Would you say that creating dancehall-inspired tunes for yourself is a way of honoring your Caribbean heritage as well as honoring yourself?

Totally. Within the black community, there is an underlying stream of homophobia that concerns me constantly. At the end of the day, I want to be accepted by half of my inheritance. I want it to be in an open sense. For example, my Jamaican nan found out that I am gay. She is a real Jamaican Christian woman, and I first felt a sense of rejection from her as I thought, this is only a phase, do you already have a boyfriend. Literally for the past five years every phone call has been like, do you ever have a boyfriend? At this point, she says it as a joke, but at first it wasn’t. This sort of thing runs deep, and it’s not just with my grandmother, it’s with other people in the black community. I want to have a safe space within the music for myself and others to just go down and make some wine!

Read this next: Berserk dancehall: How Equiknoxx caught the world’s attention

How do you approach the creation of a song then?

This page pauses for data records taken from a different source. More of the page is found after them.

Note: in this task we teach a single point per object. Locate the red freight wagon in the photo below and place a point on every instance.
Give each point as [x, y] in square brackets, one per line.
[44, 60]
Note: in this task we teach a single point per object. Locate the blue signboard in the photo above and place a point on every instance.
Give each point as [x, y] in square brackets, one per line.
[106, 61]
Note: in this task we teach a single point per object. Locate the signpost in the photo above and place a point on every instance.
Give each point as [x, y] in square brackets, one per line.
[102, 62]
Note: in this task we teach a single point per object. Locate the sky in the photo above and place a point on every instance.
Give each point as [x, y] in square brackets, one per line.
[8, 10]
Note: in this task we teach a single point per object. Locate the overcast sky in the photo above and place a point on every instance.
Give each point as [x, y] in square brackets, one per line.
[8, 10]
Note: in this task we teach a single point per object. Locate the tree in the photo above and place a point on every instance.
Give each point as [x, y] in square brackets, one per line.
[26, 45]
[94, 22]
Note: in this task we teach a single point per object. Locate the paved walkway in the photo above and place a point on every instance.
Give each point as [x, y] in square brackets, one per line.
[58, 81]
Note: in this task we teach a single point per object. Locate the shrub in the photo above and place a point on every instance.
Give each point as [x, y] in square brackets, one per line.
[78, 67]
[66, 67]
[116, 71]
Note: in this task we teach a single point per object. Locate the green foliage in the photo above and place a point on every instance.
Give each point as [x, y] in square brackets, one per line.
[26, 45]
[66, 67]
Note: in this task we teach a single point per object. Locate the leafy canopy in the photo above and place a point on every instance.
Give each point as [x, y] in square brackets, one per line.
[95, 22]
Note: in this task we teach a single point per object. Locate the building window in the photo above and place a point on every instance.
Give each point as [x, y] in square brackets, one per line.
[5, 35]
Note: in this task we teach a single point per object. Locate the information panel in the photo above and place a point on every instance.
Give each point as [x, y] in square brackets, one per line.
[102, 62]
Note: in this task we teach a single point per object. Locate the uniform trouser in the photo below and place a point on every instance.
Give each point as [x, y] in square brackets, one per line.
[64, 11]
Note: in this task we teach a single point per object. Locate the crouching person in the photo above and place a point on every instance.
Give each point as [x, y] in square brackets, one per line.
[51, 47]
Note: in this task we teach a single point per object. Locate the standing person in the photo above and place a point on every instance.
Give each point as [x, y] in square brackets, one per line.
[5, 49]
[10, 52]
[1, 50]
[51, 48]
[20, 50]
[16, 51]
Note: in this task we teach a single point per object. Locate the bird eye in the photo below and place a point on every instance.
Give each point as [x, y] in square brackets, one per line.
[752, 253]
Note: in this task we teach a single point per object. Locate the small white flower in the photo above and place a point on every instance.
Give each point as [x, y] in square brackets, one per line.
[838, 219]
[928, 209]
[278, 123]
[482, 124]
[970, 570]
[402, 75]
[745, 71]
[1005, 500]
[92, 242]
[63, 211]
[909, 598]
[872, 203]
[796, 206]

It really varies. In general, I start rather on a sample basis. I’m going to find an excerpt from a YouTube video that is really fun or really poignant and quite serious. I start by incorporating that into and then I drum around that and create a feeling around that. Very often I don’t even leave the sample, sometimes I will, but I remove the sample and you end up with the feeling but without the words. When I write lyrics, I’m constantly writing a weird line here and there, so I’ll be ready – it might just be sixteen bars – to start piecing together the concepts I want to get out of it. Sometimes I can produce a whole piece by hearing it as an instrument, and then I’m like, oh, is there room for me to sing in here? It really depends, but the one based on the sample is the most common.

It’s very clear in ‘Black’ with the sample of Nina Simone. How did you find that?

I’m quite obsessed with interviews with Nina Simone. I’ve saved so many and watched them so many times. This song that I sampled has always stuck with me, it gives me goosebumps. It made perfect sense. It wasn’t even a conscious thought to include it in the trail; ‘Black’ was written the week after Edward Colston’s statue was demolished and the Black Liberation Movement was at a really solid point. It’s an appropriate empowerment tune, written to reflect the fact that I felt so empowered in my darkness within my biracial identity. This sample represented that perfectly.